Ordinarily, this would be more interactive, but I wanted to write all the requirements into a single prompt for demonstration purposes, and because that’s the approach preferred by GPT-Engineer.

ChatGPT solved the problem nicely, matching my best score of 0.76. It plotted its own ROC chart, below, instead of using the Scikit method, even though it did use Scikit for the pipelines.

ChatGPT did several things differently from me, mostly simplifications, and it made some mistakes. For example, it forgot that its “create neural network” function didn’t include compilation. The call to compile() can be in or out of the function, so it’s easy to misplace.

The creepiest thing ever? ChatGPT chose random_state = 42, which is completely arbitrary – and the same number I use! Like, how did it know?

GPT-Engineer

GPT-Engineer uses the OpenAI API, for which you have to buy tokens. I think of it as a wrapper for the ChatGPT dialogue above. GPT-Engineer also runs outside of the IDE. You invoke it from the command line and pass a file containing the prompt.

The special charm of GPT-Engineer is that it can ask clarifying questions. Here are the questions it had about my prompt:

The specific format and structure of the input CSV file.
The exact columns that contain numeric and categorical data.
The type of neural network model to be used.
The specific pipeline to be used for preparing the data.
The method for splitting the data into training and test sets.
The method for training the neural network.
The method for testing the neural network and comparing its predictions.
The method for reporting results and plotting the ROC curve.

Some of these questions are reasonable and some are not. ChatGPT, on its own, figured out how to handle the file, the pipeline, and the structure of the neural net. In fact, it was kind of fun comparing notes with ChatGPT like, “oh yeah, well, I’m using batch norms.”

I suspect that “code and train a neural net” is asking too much. GPT-Engineer crushes routine tasks, as my man Arjan demonstrates here.
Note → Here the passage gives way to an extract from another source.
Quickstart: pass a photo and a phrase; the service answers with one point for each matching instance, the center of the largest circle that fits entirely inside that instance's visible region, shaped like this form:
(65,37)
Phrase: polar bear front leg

GPT Engineer is another nail in the coffin of software developers. In this video, I’ll show you how it works. The tool is crazy powerful. Just specify what you want it to build, and then, well, it just builds it.

GitHub Copilot

Microsoft did a nice job of integrating Copilot into Visual Studio and several other IDEs. You install an extension, and subscribe to the service for $10 a month. Microsoft has a big ($13 billion) investment in OpenAI, and they own GitHub. This means an LLM trained not only on human language, but on a giant repository of source code.
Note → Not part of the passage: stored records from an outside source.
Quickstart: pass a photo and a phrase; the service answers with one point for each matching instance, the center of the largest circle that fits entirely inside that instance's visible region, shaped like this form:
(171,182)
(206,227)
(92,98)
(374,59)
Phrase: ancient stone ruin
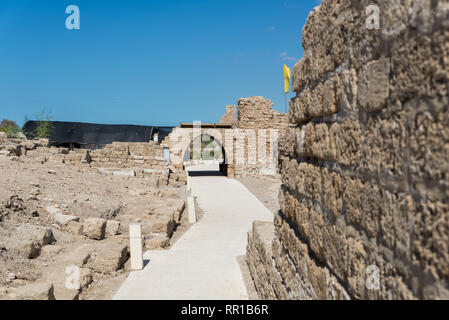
(364,198)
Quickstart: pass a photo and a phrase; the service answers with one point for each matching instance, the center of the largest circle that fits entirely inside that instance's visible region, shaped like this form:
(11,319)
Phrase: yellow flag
(287,75)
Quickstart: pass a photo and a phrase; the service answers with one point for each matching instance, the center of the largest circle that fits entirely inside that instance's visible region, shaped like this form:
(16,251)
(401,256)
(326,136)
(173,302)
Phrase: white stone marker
(189,183)
(191,208)
(124,173)
(135,239)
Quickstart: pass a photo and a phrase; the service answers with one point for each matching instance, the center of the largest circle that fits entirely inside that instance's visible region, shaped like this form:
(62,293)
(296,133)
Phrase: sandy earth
(29,185)
(265,189)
Microsoft advertises Copilot as “pair programming,” like having a buddy look over your shoulder, and it works the same way autocomplete works for text. It can also define a function based on an inline comment like, “read a file from disk and create a dataframe.”

Copilot didn’t really suit me. I wanted to see how an AI would code differently from me, as ChatGPT had, but Copilot kept serving up my own code from GitHub. Also, it kept wanting to define functions where it should have just written the line, like pd.read_csv(“test.csv”).

Conclusion

As I said at the top, part of the fun is having an AI program write an AI program – although, in this case, any decent predictive model would suffice. OpenAI is, itself, driven by a large language model (LLM). So, here we have a large, general, neural network helping me to produce a small, tailored one.
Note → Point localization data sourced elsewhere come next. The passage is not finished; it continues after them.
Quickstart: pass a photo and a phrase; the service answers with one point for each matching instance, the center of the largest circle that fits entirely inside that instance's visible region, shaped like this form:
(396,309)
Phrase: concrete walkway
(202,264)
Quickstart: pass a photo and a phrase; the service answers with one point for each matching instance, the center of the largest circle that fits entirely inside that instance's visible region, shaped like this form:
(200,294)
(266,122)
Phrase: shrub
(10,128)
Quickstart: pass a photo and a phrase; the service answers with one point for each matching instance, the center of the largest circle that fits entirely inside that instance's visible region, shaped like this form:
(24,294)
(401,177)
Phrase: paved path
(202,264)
What does all this mean for the industry? Well, for one thing, it is starting to look bad for software developers. Arjan suggests it will take out the junior engineers first, but I’m not so sure.

Researchers have long feared that the resources required to build and train foundation models would mean a Big Tech oligopoly. Technologically, there have been good results in the other direction, with small open-source models. Commercially, however, this is a race between Microsoft and Google.

Microsoft is also introducing other Copilots, and researchers are hard at work on natural language prompting for all computer tasks. So, the same way I can prompt GPT-Engineer to write some code, you’ll be able to have an AI do whatever you were planning to do on Excel or Tableau.